They were interrupted unexpectedly by a feeble and jubilant voice.
"More bready butter pudding!" said Pa Blanchard, tipping his plate to
show that he had finished.
"Yes, Pa!" For the moment Emmy was distracted from her feud. In a
mechanical way, as mothers sometimes, deep in conversation, attend to
their children's needs, she put another wedge of pudding upon the plate.
"Well, I say you _are_," she resumed in the same strained voice. "And
tell me when _I_ go out! I go out shopping. That's all. But for that,
I'm in the house day and night. You don't care tuppence about Alf--you
wouldn't, not if he was walking the soles off his boots to come to you.

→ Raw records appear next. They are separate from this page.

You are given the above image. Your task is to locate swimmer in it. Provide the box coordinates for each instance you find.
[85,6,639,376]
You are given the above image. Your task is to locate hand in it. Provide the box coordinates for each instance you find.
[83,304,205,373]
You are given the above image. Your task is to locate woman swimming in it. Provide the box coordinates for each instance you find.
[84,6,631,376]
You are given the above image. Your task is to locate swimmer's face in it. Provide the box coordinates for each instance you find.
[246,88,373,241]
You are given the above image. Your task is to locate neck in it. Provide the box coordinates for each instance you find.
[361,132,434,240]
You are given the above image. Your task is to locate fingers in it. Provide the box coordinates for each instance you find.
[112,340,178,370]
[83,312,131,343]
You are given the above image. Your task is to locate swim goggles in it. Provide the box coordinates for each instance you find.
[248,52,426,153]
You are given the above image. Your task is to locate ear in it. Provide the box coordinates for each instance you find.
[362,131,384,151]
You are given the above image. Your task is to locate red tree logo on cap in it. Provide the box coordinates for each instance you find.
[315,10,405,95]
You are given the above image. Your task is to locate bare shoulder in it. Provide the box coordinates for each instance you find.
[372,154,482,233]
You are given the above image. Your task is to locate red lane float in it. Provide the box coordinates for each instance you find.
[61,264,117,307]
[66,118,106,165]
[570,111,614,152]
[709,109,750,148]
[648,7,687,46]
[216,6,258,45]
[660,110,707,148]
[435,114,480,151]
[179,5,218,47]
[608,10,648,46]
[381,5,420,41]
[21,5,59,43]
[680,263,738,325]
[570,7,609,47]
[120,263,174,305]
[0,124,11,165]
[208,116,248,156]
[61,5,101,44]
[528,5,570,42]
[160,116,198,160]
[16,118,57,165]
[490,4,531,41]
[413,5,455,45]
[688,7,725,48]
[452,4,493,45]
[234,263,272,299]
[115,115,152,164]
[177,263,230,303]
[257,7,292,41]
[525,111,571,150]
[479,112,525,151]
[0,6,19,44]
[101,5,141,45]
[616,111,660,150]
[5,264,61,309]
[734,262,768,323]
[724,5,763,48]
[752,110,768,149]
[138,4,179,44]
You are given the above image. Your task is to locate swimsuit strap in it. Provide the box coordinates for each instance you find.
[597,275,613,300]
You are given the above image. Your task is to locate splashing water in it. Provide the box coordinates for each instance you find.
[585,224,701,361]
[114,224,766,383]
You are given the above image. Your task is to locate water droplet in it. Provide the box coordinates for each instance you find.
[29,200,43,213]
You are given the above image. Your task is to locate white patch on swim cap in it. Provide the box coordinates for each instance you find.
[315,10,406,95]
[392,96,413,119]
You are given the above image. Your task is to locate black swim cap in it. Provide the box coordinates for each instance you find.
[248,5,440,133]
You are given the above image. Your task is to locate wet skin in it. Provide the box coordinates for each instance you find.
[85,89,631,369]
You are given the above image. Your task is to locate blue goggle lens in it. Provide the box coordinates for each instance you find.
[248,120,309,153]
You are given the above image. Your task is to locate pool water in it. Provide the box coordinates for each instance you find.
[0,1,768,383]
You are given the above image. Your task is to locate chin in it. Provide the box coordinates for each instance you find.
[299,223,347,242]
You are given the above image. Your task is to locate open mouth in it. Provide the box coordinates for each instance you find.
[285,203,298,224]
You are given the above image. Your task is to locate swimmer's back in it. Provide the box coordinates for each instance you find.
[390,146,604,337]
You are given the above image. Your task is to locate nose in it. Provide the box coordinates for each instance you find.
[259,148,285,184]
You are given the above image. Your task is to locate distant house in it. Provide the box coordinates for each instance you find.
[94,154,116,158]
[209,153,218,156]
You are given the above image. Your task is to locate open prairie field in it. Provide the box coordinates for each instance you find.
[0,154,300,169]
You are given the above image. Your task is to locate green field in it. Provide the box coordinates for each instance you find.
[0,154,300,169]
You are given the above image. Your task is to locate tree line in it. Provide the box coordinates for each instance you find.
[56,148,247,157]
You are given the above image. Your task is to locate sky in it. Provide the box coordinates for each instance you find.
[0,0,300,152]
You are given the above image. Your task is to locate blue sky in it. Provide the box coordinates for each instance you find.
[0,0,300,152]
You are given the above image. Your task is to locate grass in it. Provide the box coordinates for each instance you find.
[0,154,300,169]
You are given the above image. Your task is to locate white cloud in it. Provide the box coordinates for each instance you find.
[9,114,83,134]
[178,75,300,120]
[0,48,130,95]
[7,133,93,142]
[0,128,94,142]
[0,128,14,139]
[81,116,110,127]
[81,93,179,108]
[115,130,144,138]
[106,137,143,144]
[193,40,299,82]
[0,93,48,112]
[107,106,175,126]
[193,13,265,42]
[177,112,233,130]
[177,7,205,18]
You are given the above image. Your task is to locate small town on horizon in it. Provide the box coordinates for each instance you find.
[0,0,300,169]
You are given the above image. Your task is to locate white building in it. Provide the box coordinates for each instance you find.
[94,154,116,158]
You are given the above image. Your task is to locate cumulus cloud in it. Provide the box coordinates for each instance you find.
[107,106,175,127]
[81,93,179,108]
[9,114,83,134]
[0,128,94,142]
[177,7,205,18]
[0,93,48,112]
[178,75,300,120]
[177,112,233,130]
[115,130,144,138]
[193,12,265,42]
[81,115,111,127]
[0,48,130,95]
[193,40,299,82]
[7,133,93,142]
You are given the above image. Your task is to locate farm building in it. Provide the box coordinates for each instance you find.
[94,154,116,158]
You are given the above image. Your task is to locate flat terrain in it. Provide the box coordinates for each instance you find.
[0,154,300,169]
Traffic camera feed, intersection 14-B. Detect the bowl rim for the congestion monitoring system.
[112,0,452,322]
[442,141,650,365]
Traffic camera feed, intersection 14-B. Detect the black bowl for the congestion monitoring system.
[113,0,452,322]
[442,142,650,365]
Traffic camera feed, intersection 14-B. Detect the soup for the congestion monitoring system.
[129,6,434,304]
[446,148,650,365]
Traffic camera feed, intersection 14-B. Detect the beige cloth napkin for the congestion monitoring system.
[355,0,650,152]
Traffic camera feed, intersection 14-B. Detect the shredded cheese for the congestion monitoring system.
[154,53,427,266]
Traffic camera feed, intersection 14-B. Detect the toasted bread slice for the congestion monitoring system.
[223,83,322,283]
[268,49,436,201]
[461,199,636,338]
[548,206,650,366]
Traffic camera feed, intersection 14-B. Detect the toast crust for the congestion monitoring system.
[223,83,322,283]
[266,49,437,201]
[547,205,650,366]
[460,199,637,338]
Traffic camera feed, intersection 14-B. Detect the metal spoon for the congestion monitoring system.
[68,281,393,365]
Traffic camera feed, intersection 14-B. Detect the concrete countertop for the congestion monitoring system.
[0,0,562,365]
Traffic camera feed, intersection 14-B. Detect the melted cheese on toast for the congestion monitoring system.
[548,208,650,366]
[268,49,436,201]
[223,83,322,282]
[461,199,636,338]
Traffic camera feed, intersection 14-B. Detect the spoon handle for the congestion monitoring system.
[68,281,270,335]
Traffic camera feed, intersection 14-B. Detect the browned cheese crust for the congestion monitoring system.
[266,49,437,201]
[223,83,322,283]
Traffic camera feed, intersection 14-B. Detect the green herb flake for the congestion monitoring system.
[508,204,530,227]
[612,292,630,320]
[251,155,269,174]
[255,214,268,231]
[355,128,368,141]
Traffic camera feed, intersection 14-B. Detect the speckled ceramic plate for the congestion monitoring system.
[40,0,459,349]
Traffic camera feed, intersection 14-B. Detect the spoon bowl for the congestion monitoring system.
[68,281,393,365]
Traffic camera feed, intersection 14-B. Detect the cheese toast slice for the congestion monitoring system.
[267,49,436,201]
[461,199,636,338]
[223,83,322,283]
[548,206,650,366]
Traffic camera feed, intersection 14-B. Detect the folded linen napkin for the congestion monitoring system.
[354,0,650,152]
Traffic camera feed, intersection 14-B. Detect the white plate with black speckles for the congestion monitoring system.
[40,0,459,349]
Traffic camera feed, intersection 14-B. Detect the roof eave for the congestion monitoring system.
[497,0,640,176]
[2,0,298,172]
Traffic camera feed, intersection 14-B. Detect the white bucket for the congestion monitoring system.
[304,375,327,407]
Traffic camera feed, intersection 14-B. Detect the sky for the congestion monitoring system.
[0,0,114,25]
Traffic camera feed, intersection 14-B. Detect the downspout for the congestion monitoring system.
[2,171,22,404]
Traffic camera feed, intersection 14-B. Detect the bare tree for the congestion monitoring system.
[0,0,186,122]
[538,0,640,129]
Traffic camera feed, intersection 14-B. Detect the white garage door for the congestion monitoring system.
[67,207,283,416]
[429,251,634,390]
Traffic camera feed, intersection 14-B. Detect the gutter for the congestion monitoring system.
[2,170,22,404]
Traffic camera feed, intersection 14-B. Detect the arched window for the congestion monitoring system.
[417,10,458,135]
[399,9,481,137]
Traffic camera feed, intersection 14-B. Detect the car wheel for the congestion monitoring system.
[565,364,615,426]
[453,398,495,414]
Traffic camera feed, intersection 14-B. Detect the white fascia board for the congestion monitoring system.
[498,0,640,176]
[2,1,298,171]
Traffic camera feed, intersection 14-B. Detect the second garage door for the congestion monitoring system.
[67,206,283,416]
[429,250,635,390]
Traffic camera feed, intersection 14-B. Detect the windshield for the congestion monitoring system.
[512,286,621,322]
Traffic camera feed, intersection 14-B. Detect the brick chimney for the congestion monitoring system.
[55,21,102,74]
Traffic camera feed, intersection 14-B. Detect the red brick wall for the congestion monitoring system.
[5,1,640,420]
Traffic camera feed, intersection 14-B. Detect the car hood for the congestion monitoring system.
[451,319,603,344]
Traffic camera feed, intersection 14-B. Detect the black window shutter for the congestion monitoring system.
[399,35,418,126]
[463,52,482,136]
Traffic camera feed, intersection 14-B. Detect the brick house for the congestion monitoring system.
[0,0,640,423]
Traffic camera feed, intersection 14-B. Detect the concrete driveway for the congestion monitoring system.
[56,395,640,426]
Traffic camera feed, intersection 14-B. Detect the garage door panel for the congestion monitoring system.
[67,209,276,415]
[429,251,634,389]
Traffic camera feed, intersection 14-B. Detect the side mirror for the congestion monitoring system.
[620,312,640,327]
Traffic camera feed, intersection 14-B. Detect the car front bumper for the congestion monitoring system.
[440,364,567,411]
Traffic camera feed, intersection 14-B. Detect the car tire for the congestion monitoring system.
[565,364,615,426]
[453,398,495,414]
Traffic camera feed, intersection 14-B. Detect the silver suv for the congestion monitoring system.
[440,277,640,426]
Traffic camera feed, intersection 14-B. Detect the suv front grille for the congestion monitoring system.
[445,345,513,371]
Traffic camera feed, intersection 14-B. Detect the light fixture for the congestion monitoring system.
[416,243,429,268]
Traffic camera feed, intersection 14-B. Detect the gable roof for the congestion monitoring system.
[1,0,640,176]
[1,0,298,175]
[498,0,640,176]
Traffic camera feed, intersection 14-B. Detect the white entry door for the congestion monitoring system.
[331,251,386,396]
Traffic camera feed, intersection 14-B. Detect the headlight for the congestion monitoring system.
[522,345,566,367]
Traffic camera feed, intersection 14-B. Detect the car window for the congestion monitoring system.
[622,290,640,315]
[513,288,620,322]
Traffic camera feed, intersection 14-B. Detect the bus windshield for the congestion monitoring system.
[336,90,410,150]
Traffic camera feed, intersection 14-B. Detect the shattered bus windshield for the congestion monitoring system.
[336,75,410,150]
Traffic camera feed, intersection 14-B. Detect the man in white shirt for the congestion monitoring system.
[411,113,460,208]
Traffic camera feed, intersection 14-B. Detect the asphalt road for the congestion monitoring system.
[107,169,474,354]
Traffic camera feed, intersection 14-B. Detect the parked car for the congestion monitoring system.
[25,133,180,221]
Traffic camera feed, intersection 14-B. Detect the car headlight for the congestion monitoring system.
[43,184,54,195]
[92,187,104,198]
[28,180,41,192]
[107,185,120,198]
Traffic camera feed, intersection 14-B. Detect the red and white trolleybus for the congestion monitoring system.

You never think about him. He's like dirt, to you. Yet you go out with
him time after time...." Her lips as she broke off were pursed into a
trembling unhappy pout, sure forerunner of tears. Her voice was weak
with feeling. The memory of lonely evenings surged into her mind,
evenings when Jenny was out with Alf, while she, the drudge, stayed at
home with Pa, until she was desperate with the sense of unutterable
wrong. "Time after time, you go."
"Sorry, I'm sure!" flung back Jenny, fairly in the fray, too quick not
to read the plain message of Emmy's tone and expression, too cruel to
relinquish the sudden advantage. "I never guessed you wanted him. I
wouldn't have done it for worlds. You never _said_, you know!"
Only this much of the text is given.